Ve son bir nokta daha. Sizin bugünden yarma iktidarlaştığınız alanlarda artık öfke içinde patlamayacak, eşitlik, adalet temelinde bir yaşam kurulacak. Burası tamam. Fakat kurduğunuz bu yaşamda ezilenlerin kendi aralarındaki eşitlikten, adaleden öte bütünsel bir eşitlikten söz etmek mümkün olabilir mi? O adalet temelinde yaşam kurduğunuz varoş gerçeğinin kendisi ortadan kalkmadan, genel bir adaleden söz edilebilir mi? Kapitalizmin hükmünü sürdürdüğü bir coğrafyada, yine siz en alttasınız ve yine ezilenlersiniz. İktidarlaşılan alanda, geçmişteki gibi öfke kendi içinde patlamayacak belki, ama kaybolmayacak da. Cehenneme çevrilen hayatlarında ezilenlerin o biriken öfkesi varoşların sınırlarından taşacak, “cennete” doğru akacak, akması sağlanacak. Ufku olmadığını, kör ve çıkışsız olduğunu söylediğimiz ve bu haliyle de sistemi zerre kadar ürkütmeyen varoşun zoruna karşı, devrimci zorun böylesi bir yol göstericiliği, öğreticiliği de olacaktır. İşte o zaman, dün birbirlerini boğazlayan yoksulların gözünü cennete dikmesi sağlanacak, ezilenlerin bu tarz mücadelesi, günümüz sınıf savaşının kendine özgü bir parçası haline gelecektir. Bu konu daha çok tartışma götürür. Çerçevemizin dışına çıkmamak için şimdilik bu kadarına değinip geçiyoruz.

* * *

Devrimci yapının yaradığı zemin ve varoşun doğal zemini. Bu iki farklı zeminden beslenen iki farklı anlayış. Tartışmamızda, anlayış düzeyindeki bu farklılığı göze batırmaya çalıştık. Durum tespiti yapmak, farklılıkları ortaya çıkarmak biraz da işin kolay tarafı. Zor olan, kağıt üzerine dökülen o farklılıkların hayata tercümesi. Problemi çözecek formül, varoşta cehenneme çevrilen yaşamın içerisinde. Bu ne oranda başarılabilecek? Onu da zaman gösterecek.

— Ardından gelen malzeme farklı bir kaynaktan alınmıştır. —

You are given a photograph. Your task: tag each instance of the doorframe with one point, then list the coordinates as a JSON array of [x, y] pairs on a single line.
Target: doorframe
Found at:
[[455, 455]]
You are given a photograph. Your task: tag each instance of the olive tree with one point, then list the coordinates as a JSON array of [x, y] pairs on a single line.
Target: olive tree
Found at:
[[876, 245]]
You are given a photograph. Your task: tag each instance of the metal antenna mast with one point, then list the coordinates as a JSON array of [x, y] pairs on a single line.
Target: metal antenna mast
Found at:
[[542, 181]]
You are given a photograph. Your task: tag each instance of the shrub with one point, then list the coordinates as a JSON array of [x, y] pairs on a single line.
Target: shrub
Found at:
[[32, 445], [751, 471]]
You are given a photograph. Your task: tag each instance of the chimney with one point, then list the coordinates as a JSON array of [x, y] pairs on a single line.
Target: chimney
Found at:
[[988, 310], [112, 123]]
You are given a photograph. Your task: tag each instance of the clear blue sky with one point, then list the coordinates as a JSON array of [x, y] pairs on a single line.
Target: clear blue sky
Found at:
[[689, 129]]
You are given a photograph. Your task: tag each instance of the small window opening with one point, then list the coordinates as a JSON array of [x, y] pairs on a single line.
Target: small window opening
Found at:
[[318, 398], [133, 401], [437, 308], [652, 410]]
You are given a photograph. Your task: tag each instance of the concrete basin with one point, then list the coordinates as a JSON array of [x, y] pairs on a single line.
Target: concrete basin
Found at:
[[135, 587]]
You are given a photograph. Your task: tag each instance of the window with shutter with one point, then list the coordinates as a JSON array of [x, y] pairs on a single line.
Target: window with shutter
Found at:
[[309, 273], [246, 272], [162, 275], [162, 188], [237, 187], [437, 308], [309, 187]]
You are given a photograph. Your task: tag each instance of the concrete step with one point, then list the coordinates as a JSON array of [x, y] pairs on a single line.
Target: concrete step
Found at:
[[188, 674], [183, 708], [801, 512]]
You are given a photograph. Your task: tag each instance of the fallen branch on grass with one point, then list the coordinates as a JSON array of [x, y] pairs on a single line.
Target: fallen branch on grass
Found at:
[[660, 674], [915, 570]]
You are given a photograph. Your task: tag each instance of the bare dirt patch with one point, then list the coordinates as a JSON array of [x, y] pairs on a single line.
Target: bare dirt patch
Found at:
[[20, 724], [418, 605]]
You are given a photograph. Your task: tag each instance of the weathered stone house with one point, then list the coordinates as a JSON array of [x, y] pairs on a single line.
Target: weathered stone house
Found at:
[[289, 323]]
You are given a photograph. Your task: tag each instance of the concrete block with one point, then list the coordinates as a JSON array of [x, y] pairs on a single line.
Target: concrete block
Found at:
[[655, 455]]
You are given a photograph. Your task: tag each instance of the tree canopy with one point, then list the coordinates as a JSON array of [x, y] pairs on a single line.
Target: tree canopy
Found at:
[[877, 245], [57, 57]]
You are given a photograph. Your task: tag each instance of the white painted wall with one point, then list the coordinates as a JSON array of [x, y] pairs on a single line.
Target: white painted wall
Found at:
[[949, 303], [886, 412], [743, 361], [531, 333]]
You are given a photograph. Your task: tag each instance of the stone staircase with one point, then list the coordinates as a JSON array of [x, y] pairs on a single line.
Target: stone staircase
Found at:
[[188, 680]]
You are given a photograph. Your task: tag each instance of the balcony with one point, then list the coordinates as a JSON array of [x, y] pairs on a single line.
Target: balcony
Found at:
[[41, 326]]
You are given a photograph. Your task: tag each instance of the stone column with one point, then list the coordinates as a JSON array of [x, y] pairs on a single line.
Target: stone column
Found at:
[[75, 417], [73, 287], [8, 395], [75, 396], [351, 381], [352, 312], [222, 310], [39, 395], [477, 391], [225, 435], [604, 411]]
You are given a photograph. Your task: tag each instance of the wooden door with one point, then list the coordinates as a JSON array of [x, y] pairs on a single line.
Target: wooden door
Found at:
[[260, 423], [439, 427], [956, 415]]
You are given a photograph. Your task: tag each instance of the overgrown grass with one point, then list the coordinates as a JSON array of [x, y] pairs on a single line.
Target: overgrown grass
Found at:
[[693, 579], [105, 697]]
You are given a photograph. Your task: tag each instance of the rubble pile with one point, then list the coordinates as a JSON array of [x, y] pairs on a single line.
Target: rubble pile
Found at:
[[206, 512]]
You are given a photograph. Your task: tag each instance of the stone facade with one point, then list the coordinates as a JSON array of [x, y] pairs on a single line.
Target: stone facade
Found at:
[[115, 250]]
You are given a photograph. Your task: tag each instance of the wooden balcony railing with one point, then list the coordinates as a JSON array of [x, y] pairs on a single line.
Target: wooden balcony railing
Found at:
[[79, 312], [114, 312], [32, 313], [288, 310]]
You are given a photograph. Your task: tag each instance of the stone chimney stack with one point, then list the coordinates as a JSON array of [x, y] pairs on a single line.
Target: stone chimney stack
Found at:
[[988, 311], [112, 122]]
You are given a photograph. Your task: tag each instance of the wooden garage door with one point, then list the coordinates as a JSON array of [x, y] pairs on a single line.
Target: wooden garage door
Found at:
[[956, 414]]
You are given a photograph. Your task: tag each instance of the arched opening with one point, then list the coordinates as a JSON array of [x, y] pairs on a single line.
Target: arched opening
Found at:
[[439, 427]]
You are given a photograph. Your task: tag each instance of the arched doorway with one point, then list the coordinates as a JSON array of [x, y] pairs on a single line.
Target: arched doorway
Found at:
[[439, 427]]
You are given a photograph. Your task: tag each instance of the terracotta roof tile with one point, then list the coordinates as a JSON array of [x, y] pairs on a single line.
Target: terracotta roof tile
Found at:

Sonuç olarak devrimci yapı, varoşun doğallığındaki iktidar ve şiddet anlayışıyla kendi arasına kaim bir çizgi çekmelidir. Aksi halde müdahale edip, dönüştürmek için gidilen o doğallığın bir parçası olmak kaçınılmazdır. Belki öyle bir miktar “halklaşılır”. Ama asla başka bir yaşam kurulamaz, bizi geleceğe taşıyacak değerler yaratılamaz.